PONCA STATE PARK
PONCA STATE PARK
PO Box 688
Ponca, Nebraska 68770-0688
Situated astride the picturesque Missouri River bluffs in northeastern Nebraska, Ponca State Park is at the eastern gateway of the Missouri National Recreational River, a 59-mile section featuring the only unchannelized section of the river bordering Nebraska.
Designated under the Scenic River Act in 1978, this section of river gives visitors a glimpse of how the untamed river looked before modern man changed it forever.
The park is two miles from the town of Ponca. Both the park and the town are named for the proud Native American tribe that once inhabited the area. It was the famed Ponca Chief Standing Bear who fought and won the court battle to have the Indian declared a "person" under American law. His achievement won him a place not only in history but also the Nebraska Hall of Fame.

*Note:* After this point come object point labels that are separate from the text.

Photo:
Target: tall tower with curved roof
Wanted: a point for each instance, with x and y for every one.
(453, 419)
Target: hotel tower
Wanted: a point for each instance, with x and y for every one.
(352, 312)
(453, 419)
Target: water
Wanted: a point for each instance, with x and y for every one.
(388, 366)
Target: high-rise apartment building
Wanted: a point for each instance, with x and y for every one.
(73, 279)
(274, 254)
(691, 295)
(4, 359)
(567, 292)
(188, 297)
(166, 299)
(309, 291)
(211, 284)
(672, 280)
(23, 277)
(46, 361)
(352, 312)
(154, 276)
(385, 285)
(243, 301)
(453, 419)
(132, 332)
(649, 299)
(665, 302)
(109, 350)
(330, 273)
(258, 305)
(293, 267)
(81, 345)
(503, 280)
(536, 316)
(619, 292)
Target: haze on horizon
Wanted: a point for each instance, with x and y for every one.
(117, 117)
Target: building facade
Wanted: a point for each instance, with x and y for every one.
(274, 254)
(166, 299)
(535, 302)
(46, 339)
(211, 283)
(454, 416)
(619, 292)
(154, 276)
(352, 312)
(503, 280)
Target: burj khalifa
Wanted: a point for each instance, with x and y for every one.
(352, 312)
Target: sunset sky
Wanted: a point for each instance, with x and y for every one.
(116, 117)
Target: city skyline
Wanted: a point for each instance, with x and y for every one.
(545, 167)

Here, too, Lewis and Clark passed through during their epic journey up the Missouri.The National Park Service has designated Ponca State Park as part of the Lewis and Clark Historical Trail.
Ponca State Park encompasses nearly 1,400 acres of heavily forested rolling hills and Missouri River bottomland. The superbly scenic area offers park visitors all the amenities of a modern state park. Established in 1934, the first 200 acres were donated by local citizens, sponsored by the Ponca American Legion Post.

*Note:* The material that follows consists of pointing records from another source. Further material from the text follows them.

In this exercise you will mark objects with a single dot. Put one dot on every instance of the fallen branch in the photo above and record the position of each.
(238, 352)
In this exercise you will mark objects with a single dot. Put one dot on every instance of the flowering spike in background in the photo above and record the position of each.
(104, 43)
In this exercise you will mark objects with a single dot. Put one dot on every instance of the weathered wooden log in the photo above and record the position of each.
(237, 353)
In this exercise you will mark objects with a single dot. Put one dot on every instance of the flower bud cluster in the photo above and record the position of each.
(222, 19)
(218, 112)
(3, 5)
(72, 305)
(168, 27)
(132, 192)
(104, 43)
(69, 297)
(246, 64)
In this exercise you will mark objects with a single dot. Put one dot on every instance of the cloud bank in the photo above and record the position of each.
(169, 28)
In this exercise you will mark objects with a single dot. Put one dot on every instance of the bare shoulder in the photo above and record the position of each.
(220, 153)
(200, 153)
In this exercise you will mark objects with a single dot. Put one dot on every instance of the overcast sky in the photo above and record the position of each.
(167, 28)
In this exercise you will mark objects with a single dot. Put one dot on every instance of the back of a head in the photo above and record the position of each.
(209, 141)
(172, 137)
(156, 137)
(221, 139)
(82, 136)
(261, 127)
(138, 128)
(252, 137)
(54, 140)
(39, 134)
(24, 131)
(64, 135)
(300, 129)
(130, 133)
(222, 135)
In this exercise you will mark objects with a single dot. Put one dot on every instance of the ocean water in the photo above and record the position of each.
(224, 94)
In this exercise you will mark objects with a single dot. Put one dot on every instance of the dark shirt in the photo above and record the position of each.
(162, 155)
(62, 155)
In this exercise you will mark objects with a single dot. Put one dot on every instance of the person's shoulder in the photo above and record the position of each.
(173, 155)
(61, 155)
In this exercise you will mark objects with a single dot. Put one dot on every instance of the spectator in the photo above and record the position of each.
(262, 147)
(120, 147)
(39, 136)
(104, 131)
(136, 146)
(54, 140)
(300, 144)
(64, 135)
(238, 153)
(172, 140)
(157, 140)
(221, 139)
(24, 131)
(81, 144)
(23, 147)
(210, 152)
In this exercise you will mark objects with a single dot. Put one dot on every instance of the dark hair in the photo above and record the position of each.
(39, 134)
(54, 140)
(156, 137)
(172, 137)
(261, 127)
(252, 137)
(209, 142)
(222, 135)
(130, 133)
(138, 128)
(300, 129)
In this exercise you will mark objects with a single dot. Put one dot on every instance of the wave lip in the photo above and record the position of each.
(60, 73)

The dense woodlands offer a haven for many types of woodland wildlife. During the day, white-tailed deer and wild turkeys often are seen throughout the area. Toward evening, the howls of coyotes and "who-who-are-you" of the barred owl echo through the hills. Red foxes, gray foxes (an uncommon relative of the red fox), bobcats, raccoons, opossums and other small mammals also occasionally are seen by visitors.
In spring, the woodlands come alive with sounds and sights of migrant and resident songbirds. During peak migration (late April and early May), the park attracts both amateur and experienced bird watchers. Warblers, scarlet tanagers, northern orioles, red-breasted grosbeaks, indigo buntings, and ruby-throated hummingbirds are just a few of the highlights.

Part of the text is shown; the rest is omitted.